Remember when right-wing billionaires and Gov. Bruce Rauner joined forces to manufacture a crisis and dismantle Illinois government? They kept promising they were sincerely and altruistically trying to fix Illinois.
Well, right-wing forces are still at it, but now they’ve stopped trying to hide their plan to make a fortune. Recently, Illinois Policy Institute CEO John Tillman and Warlander Management, a New York-based hedge fund, filed suit against the state of Illinois to invalidate state-issued bonds used to pay social service and health-care providers money they were legally owed. Warlander owns securities that would earn it hundreds of millions if the judge rules in their favor.
You read that right: They placed a multimillion-dollar bet that Illinois would default on its debt, and then sued to force that to happen. It’s like taking out an insurance policy on someone else’s house, and then going to court asking a judge to burn that house down.

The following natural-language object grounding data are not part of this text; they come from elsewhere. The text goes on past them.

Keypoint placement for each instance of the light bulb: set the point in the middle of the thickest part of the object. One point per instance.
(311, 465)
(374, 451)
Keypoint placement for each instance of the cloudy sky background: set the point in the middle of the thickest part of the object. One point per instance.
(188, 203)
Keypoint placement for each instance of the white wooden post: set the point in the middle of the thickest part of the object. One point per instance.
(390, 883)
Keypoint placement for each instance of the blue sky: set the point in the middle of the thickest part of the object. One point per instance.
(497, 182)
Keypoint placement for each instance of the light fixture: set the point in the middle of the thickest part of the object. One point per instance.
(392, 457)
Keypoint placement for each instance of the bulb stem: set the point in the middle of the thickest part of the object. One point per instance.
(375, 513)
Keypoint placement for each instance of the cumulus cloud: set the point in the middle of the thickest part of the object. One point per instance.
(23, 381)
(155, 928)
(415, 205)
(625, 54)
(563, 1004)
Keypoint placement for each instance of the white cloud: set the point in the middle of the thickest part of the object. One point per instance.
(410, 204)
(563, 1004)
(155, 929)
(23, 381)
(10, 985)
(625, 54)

This is a particularly offensive example of what’s known as activist investing. Activists don’t just make investments based on their predictions; they also use their money and their influence over the government to move markets in their favor.

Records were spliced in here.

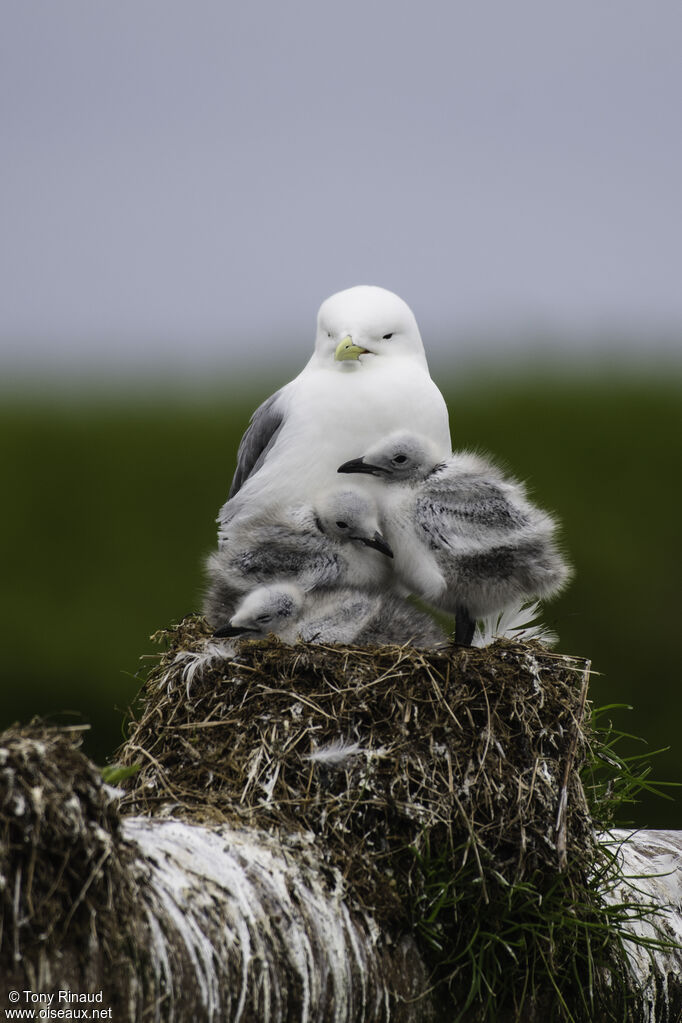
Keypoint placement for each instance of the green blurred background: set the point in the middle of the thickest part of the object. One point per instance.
(109, 509)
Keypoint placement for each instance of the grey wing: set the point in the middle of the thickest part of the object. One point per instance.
(260, 436)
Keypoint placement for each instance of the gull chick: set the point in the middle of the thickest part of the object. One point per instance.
(367, 376)
(464, 536)
(343, 615)
(334, 541)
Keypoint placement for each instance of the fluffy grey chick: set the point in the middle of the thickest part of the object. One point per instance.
(464, 536)
(343, 615)
(335, 541)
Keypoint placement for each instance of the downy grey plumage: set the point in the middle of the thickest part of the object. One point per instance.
(342, 615)
(464, 536)
(334, 542)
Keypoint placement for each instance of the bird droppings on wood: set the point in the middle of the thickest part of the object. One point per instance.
(370, 817)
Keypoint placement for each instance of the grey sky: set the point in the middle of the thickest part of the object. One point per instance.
(183, 183)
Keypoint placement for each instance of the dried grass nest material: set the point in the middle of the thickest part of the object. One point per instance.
(462, 753)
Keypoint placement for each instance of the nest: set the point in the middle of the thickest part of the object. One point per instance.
(392, 757)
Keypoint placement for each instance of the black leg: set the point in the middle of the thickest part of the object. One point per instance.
(464, 627)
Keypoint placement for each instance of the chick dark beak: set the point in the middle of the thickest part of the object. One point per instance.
(358, 465)
(378, 543)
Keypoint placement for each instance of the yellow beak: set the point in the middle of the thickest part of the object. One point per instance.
(347, 350)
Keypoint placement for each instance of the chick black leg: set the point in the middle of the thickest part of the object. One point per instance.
(464, 627)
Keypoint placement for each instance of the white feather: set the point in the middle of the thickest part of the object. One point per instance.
(518, 621)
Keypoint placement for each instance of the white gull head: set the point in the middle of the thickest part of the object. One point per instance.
(364, 322)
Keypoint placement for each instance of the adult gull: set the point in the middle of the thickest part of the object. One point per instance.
(366, 377)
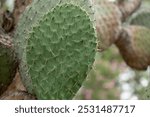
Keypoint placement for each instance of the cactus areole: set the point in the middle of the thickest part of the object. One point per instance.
(55, 41)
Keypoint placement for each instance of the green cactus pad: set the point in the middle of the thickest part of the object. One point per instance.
(8, 63)
(142, 17)
(56, 55)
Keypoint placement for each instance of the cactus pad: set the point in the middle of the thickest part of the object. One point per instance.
(58, 52)
(8, 63)
(142, 17)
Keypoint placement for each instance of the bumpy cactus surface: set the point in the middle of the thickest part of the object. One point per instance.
(8, 62)
(57, 47)
(134, 46)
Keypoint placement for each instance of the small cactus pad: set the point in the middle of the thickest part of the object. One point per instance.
(8, 63)
(134, 46)
(142, 17)
(58, 52)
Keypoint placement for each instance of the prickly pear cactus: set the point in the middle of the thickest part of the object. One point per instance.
(56, 47)
(134, 47)
(8, 62)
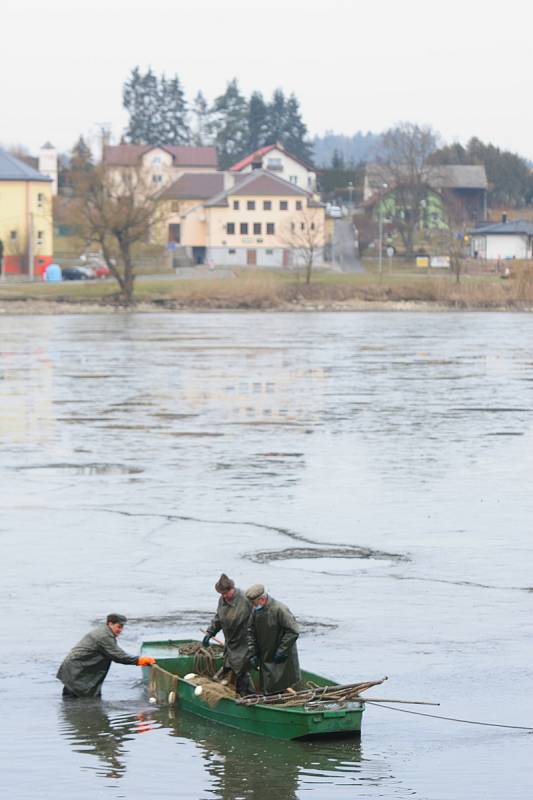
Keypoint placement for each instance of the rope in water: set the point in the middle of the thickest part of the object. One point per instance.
(450, 719)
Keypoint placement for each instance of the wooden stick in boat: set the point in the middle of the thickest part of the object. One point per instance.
(408, 702)
(214, 638)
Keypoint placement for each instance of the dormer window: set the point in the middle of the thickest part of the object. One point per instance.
(274, 164)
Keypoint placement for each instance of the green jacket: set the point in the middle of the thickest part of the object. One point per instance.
(273, 630)
(232, 617)
(84, 669)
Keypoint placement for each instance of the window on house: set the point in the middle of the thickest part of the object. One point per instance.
(275, 164)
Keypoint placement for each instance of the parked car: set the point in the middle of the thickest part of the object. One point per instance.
(335, 212)
(74, 274)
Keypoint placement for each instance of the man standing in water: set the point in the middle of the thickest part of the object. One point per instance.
(84, 670)
(232, 617)
(272, 641)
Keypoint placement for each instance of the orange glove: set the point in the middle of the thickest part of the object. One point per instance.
(145, 661)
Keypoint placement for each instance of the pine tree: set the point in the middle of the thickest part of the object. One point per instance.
(276, 118)
(174, 128)
(157, 109)
(230, 125)
(201, 121)
(295, 135)
(257, 122)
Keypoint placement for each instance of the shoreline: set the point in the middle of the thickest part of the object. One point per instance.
(34, 307)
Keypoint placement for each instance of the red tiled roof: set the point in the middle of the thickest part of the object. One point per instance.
(252, 157)
(195, 185)
(128, 155)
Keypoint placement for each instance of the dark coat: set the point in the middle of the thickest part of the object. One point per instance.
(273, 630)
(232, 617)
(84, 669)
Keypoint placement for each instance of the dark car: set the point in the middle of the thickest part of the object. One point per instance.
(74, 274)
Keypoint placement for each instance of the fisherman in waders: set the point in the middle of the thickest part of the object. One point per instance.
(232, 616)
(272, 635)
(84, 670)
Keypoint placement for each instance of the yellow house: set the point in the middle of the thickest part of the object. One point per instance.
(26, 221)
(254, 219)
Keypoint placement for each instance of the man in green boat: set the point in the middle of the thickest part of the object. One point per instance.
(232, 616)
(84, 670)
(272, 636)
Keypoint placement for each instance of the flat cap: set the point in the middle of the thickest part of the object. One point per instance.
(255, 591)
(224, 584)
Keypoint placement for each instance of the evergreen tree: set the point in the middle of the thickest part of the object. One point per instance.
(277, 118)
(295, 136)
(157, 109)
(201, 121)
(337, 160)
(257, 122)
(174, 128)
(230, 125)
(140, 97)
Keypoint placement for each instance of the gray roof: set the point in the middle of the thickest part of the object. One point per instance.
(518, 227)
(13, 169)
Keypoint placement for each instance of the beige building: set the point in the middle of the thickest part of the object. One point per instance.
(254, 218)
(274, 158)
(159, 166)
(26, 222)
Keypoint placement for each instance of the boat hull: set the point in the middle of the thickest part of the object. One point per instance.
(166, 684)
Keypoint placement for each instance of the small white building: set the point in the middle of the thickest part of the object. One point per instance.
(502, 240)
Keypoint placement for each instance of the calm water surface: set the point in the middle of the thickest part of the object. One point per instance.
(373, 470)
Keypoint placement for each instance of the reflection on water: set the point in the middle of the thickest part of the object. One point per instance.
(241, 766)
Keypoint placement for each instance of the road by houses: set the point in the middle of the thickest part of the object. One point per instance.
(344, 246)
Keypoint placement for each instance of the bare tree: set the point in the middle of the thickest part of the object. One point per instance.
(117, 213)
(305, 236)
(403, 170)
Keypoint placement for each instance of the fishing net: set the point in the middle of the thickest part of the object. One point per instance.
(204, 657)
(213, 691)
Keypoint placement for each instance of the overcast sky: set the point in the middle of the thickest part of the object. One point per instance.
(460, 66)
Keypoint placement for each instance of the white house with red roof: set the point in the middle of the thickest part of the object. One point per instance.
(274, 158)
(159, 165)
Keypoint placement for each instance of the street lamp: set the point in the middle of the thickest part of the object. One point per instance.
(384, 188)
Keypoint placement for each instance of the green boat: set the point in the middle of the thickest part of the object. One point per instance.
(166, 683)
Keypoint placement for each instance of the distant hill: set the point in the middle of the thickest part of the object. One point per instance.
(352, 149)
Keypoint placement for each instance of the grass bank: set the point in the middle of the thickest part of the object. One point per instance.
(270, 291)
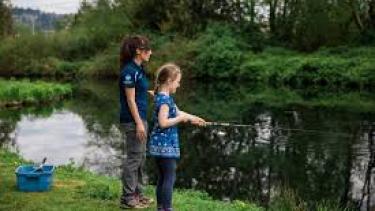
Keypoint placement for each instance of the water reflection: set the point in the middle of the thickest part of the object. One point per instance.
(320, 146)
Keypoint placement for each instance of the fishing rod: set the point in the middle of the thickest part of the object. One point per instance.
(228, 124)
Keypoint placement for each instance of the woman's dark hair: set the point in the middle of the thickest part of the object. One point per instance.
(129, 48)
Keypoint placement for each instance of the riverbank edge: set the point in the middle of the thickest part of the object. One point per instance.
(22, 92)
(78, 189)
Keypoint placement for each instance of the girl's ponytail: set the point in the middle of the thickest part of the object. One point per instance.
(165, 72)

But guess what? Billionaires aren’t the only significant source of investment capital. Governments invest tens of trillions of dollars on behalf of the public. It is time to harness that public investment power.
Corporate America is in the grips of the principle that all that matters is maximizing shareholder profits. Over the last 40 years, generating the highest possible return meant avoiding taxes, offshoring jobs, busting unions and ending private pensions.

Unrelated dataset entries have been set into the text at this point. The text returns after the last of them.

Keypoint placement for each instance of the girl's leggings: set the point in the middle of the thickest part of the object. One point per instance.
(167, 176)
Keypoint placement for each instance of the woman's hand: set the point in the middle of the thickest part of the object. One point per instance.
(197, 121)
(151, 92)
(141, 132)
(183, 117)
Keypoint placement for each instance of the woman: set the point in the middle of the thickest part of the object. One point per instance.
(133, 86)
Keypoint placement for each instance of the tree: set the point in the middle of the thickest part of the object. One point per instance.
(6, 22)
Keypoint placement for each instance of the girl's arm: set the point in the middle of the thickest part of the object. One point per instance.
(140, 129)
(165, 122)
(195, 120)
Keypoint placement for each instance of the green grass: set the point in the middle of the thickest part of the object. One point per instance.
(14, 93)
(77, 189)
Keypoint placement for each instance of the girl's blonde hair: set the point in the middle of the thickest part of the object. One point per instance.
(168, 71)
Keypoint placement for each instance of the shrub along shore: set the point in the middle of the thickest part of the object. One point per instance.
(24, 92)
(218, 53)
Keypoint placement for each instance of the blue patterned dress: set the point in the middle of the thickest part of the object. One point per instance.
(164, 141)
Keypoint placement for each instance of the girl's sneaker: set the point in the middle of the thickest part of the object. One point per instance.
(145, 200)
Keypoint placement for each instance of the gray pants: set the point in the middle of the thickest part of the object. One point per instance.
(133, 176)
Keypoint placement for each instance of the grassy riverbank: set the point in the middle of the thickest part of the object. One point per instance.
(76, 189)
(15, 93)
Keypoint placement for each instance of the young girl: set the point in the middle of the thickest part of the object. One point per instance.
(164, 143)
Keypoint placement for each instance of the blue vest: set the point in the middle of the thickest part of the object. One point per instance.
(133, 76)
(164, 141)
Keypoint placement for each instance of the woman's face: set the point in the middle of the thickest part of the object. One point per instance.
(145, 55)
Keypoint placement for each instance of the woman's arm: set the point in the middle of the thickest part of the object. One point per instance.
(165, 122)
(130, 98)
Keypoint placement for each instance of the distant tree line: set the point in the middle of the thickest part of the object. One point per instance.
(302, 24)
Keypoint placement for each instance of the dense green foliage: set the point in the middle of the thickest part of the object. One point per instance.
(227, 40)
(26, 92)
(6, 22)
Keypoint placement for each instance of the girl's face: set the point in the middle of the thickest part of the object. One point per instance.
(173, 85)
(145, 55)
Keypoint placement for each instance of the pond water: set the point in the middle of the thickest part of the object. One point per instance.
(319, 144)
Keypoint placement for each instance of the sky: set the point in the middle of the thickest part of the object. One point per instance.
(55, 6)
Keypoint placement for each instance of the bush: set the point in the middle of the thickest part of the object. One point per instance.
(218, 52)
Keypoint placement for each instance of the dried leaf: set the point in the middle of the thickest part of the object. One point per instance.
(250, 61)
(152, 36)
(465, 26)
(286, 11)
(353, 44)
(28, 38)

Not surprisingly, over the same time period, CEO pay grew by an obscene 940% while worker pay grew only 12%. This is shameful. As a result, 66% of Americans don’t have $1,000 saved in case of emergency.
What’s more, only 54% of Americans have any investment in the stock market. Most shareholders today are institutional investors and foreign wealth funds — and it is not a stretch to say the demands of these funds are driving public policy decisions in our communities today. We shouldn’t be surprised that the economy has left working families behind.
Those of us who oppose the devastation of economic security, environmental degradation and racist violence are told that there’s just no alternative. When we criticize economic choices made by companies and governments, we get told that these aren’t choices at all — they’re just how things have to work.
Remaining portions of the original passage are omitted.